C’est pourquoi la traçabilité n’est pas une fonction ajoutée après coup, mais une condition d’écriture. Le graphe applique un contrôle d’admission : ce qui ne se conforme pas à l’ontologie achats livrée est rejeté, pas écrit. Trois règles suffisent à le décrire.
- Une entité que l’ontologie ne déclare pas n’est pas créée. Le graphe n’invente pas un type de nœud pour accueillir une donnée qui ne rentre nulle part.
- Une relation qui n’existe pas dans le plan n’est pas écrite, même si les deux extrémités existent. Relier un article à un paiement sans passer par la facture n’a pas de sens : le lien est refusé.
- Une relation sans provenance n’est pas admise. Un fait qu’aucun document ne porte ne peut pas être opposé plus tard, donc il n’entre pas.
La provenance, arête par arête
Chaque relation écrite dans le graphe s’ouvre sur ce qui l’a produite. Le principe est le même que la démonstration clause / ligne de facture de l’agent Compliance, appliqué cette fois à la structure elle-même : à gauche, ce que le graphe affirme ; à droite, la ligne de document qui l’affirme.
Ce que dit l’arête
- Relation
- Départ
- Arrivée
- Valeur portée
Ce qui la fonde
- Document
- Page et ligne
- Date du fait
- Agent
- Confiance
Aucune information du graphe n’échappe à cette règle : nous ne pouvons rien y écrire dont nous ne puissions pas montrer la ligne de document dont elle vient. C’est une contrainte de construction, et c’est ce qui rend la vérification possible en un clic plutôt qu’en une semaine. Chaque valeur extraite reste reliée à l’endroit exact du document où elle a été lue.
« Comment savoir que le graphe dit vrai ? »

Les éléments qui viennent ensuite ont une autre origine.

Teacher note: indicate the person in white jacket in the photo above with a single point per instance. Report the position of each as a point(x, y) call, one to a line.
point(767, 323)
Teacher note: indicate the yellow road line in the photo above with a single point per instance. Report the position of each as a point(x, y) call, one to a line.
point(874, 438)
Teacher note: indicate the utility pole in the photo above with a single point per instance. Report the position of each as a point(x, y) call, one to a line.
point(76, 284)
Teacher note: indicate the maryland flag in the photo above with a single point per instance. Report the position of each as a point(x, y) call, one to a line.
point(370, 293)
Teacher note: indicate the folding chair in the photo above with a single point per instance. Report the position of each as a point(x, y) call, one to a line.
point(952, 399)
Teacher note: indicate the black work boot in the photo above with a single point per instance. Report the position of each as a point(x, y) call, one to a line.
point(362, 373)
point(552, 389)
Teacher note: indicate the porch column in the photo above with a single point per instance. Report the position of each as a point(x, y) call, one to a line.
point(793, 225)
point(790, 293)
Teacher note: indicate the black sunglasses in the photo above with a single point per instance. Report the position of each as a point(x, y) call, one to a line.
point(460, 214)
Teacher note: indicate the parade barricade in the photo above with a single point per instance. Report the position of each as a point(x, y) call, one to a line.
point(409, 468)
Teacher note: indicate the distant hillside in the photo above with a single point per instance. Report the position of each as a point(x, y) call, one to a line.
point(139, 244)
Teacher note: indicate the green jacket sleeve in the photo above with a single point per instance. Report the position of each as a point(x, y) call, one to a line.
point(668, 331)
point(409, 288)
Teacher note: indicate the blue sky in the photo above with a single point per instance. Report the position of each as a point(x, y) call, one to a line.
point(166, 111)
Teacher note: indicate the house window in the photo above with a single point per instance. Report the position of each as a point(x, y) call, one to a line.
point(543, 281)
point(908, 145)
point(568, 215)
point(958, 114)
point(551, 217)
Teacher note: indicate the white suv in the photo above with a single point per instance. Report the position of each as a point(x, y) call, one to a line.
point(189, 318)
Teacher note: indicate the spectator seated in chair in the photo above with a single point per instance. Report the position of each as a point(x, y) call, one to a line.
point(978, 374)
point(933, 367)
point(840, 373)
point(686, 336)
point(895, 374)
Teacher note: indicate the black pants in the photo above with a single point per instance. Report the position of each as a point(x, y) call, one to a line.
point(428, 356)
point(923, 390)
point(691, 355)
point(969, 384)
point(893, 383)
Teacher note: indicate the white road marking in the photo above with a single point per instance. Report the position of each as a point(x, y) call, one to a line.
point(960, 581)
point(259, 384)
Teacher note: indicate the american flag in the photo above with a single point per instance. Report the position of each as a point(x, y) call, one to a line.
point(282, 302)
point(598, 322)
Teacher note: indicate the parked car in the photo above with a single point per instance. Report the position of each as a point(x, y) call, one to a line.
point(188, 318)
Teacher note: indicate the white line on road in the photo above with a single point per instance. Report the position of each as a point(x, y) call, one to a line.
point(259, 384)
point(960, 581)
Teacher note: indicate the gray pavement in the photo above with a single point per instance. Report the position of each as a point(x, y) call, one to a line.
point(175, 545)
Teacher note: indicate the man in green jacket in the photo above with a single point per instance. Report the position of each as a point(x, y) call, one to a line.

On ne le croit pas sur parole, on l’ouvre. La vérification ne demande ni export, ni ticket à l’équipe data, ni accès à un système tiers : elle part du chiffre affiché et descend jusqu’au document.

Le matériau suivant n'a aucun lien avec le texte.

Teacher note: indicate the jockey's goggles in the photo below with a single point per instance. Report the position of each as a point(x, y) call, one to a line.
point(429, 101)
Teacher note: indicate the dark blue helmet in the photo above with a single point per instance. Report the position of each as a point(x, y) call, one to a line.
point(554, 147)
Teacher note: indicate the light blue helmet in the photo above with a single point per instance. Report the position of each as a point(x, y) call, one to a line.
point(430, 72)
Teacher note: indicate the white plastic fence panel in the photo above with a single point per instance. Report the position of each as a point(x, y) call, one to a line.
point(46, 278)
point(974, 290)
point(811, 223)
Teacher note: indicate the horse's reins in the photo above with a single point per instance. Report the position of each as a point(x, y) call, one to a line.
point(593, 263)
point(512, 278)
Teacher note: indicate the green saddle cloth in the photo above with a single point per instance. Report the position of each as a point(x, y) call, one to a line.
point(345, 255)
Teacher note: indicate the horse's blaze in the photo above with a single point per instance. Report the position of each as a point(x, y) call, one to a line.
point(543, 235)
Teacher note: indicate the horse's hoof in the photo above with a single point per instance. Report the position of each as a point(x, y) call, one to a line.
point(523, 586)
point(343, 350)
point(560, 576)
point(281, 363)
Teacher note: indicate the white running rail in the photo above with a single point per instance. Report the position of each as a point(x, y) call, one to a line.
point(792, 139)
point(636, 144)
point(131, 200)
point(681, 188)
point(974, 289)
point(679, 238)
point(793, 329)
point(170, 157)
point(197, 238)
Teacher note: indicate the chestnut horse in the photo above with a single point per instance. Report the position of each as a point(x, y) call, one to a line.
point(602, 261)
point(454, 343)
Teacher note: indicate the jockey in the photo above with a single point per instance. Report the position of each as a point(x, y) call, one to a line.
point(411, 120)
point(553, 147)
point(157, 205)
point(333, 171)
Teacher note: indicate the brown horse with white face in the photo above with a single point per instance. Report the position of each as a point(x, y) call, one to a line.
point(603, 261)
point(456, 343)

- Un chiffre s’ouvre sur les relations du graphe qui l’ont produit ; chaque relation s’ouvre sur sa ligne de document. Le double lien est toujours disponible, pas seulement en cas de litige.
- Une information sans source n’y est jamais entrée : l’absence de preuve n’est pas un cas particulier à traiter, c’est un cas impossible.

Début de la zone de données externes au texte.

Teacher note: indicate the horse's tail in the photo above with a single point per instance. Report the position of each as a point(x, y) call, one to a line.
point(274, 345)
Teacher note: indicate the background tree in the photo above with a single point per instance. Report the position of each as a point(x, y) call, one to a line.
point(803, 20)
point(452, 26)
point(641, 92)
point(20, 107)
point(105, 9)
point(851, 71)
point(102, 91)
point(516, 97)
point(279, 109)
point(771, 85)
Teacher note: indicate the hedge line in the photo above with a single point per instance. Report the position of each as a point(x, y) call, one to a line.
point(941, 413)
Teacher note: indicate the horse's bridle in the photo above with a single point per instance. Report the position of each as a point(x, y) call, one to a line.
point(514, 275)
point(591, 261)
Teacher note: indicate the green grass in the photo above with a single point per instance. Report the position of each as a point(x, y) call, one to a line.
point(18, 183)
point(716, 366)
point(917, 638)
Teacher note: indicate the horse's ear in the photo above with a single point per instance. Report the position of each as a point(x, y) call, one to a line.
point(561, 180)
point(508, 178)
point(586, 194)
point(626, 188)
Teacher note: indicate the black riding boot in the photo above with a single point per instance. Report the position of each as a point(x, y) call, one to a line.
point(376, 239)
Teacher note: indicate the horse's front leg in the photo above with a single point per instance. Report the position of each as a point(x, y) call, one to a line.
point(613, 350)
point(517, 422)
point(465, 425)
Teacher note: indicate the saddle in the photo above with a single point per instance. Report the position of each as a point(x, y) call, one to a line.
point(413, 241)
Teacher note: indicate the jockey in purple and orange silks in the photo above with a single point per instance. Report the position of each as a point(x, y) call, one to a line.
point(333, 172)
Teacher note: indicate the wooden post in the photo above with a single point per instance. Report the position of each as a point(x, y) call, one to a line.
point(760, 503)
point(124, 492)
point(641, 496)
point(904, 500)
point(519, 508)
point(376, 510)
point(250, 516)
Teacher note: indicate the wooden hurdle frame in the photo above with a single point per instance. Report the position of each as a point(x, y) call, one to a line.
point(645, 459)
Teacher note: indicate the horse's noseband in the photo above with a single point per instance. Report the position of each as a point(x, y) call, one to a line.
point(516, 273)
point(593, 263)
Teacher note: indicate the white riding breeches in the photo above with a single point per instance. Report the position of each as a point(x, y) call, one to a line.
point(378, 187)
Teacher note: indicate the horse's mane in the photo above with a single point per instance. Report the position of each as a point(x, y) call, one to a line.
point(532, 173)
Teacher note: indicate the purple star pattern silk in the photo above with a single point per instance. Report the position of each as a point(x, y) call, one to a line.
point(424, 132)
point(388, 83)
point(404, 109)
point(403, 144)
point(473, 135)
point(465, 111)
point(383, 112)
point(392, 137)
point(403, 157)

- Ce qui est incertain porte son incertitude. Un rapprochement ambigu est signalé comme tel plutôt que présenté comme un fait établi.
- La trace est datée et attribuée : quel agent a écrit la relation, à partir de quel document, à quelle date. L’historique d’une arête se lit comme celui d’une écriture comptable.
Rien ne se perd. Tout se vérifie, tout se prouve. La mémoire cesse d’être individuelle. Une renégociation repart de l’historique réel de ce qui a été facturé, pas du tarif théorique.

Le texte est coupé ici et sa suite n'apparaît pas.